Theory

Stochastic dynamical systems

Stochastic dynamical systems describe the evolution of a random process \((X_t)_{t \ge 0}\), where the state \(X_t \in \mathbb{R}^{d}\) evolves according to probabilistic rules rather than deterministic dynamics only. If the system is Markovian, i.e. \(X_{t+\Delta t}\) depends only on the current state \(X_t\), its behavior can be characterized by a stochastic differential equation (SDE) of the form:

\[dX_t = f(X_t)\,dt + g(X_t)\,dW_t.\]

where \(f : \mathbb{R}^{d} \to \mathbb{R}^{d}\) denotes the drift term, governing the deterministic component of the dynamics, while \(g : \mathbb{R}^{d} \to \mathbb{R}^{d \times m}\) represents the diffusion matrix, which scales the stochastic forcing introduced by the \(m\)-dimensional Wiener process \(W_t \in \mathbb{R}^{m}\).

Solving analytically the above SDE to obtain the system probability distributions is rarely feasible, especially in nonlinear or high-dimensional settings. Markov chain Monte Carlo (MCMC) methods address this challenge by constructing a discrete-time Markov chain whose stationary distribution approximates the target distribution of the stochastic dynamical system. In this context, MCMC produces an ensemble of sample trajectories \(\{X_t^{(k)}\}_{k=1}^K\), where each \(X_t^{(k)}\) represents the \(k\)-th simulated path of the underlying Markov process.
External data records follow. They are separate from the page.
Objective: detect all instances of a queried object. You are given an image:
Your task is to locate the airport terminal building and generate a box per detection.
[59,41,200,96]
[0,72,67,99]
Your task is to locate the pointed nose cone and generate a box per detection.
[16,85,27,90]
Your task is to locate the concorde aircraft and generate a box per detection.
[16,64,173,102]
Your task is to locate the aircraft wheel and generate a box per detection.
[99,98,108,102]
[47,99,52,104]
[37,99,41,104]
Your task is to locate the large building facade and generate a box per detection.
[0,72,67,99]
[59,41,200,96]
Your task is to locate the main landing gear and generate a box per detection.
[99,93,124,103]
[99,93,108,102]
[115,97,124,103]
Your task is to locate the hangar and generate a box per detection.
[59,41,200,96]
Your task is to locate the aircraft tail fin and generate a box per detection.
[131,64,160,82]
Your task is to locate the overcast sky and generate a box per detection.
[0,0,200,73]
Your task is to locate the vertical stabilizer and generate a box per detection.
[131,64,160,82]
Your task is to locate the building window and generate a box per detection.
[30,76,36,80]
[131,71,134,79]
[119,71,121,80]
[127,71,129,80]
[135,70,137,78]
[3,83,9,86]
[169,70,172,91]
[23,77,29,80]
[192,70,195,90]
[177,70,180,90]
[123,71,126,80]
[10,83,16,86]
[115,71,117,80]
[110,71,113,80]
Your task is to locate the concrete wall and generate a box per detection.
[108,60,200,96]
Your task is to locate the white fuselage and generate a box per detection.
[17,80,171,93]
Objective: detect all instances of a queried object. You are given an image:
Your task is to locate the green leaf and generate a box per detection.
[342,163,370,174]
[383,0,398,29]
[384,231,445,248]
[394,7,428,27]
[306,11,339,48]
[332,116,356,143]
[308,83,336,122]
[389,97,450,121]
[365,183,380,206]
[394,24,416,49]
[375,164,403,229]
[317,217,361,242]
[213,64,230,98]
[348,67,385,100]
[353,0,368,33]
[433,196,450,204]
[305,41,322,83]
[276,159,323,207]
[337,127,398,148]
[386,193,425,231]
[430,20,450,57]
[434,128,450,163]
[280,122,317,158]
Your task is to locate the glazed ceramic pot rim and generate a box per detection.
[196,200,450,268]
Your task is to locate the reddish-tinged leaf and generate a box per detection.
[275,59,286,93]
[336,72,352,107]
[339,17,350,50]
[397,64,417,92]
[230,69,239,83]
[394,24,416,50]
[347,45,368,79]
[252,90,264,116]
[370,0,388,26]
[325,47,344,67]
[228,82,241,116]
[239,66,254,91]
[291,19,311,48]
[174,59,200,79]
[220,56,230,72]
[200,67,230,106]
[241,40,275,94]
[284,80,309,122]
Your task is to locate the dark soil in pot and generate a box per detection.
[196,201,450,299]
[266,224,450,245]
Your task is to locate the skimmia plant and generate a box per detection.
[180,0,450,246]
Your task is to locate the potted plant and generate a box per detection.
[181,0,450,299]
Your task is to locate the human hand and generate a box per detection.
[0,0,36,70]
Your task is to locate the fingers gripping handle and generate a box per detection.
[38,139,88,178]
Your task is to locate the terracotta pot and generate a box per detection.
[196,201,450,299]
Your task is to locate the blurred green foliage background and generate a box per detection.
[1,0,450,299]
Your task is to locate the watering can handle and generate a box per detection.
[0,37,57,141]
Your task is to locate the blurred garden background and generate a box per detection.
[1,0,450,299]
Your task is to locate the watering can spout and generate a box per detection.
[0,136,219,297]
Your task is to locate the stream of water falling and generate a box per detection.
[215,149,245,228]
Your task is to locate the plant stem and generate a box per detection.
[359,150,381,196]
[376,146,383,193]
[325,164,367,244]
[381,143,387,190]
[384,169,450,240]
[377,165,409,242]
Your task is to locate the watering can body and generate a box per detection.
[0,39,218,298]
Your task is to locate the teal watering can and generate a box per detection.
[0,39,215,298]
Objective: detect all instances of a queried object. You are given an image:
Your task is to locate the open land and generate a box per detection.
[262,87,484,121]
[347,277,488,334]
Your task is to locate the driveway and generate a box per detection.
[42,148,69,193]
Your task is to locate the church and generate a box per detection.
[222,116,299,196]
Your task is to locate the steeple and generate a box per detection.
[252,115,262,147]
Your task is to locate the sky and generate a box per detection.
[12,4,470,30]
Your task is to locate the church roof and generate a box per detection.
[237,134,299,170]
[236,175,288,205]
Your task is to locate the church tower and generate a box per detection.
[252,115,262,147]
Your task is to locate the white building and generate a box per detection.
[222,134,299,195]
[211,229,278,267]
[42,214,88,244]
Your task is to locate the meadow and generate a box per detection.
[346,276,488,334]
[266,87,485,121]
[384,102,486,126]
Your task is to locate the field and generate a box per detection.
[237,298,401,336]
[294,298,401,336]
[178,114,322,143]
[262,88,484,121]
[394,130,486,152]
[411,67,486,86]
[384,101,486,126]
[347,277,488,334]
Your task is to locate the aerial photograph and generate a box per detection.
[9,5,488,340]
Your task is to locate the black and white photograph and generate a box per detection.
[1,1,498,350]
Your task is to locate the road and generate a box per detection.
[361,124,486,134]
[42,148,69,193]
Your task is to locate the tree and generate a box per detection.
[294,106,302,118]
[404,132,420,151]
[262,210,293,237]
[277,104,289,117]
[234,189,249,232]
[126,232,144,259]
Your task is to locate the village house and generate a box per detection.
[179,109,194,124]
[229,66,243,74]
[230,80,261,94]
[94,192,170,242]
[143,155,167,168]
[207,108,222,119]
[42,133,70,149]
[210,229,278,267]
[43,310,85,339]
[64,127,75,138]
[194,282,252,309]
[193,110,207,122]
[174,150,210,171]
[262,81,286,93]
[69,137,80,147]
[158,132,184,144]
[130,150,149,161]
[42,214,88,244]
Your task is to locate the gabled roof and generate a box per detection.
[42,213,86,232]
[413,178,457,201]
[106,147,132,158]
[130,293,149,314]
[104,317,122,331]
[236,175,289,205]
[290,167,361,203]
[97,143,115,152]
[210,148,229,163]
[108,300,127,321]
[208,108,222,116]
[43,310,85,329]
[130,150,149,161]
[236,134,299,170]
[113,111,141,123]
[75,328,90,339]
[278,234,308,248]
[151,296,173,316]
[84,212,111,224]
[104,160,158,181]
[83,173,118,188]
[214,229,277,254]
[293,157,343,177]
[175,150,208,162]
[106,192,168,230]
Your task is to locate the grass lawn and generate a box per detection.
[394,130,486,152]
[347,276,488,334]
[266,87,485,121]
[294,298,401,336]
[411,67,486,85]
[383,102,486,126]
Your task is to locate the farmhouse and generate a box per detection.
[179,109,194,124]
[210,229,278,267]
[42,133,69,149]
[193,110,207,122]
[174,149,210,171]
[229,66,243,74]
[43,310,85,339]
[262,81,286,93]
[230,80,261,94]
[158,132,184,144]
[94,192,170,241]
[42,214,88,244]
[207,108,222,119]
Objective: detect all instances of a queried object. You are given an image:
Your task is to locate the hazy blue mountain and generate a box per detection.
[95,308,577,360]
These sampled trajectories allow to approximate expectations \(\mathbb{E}[h(X_t)]\), estimate uncertainty, and analyze long-term behavior even when closed-form expressions for the dynamics are inaccessible.

Rare events

Rare events of the above stochastic dynamical system correspond to outcomes of the process \(X_t\) that occur with very low probability but often carry significant impact, such as extreme fluctuations in financial markets, system failures, climate extremes or transitions between metastable states in physical systems. Let denote such a rare event by

\[\mathcal{E} = \{ X_t \in \mathcal{C} \},\]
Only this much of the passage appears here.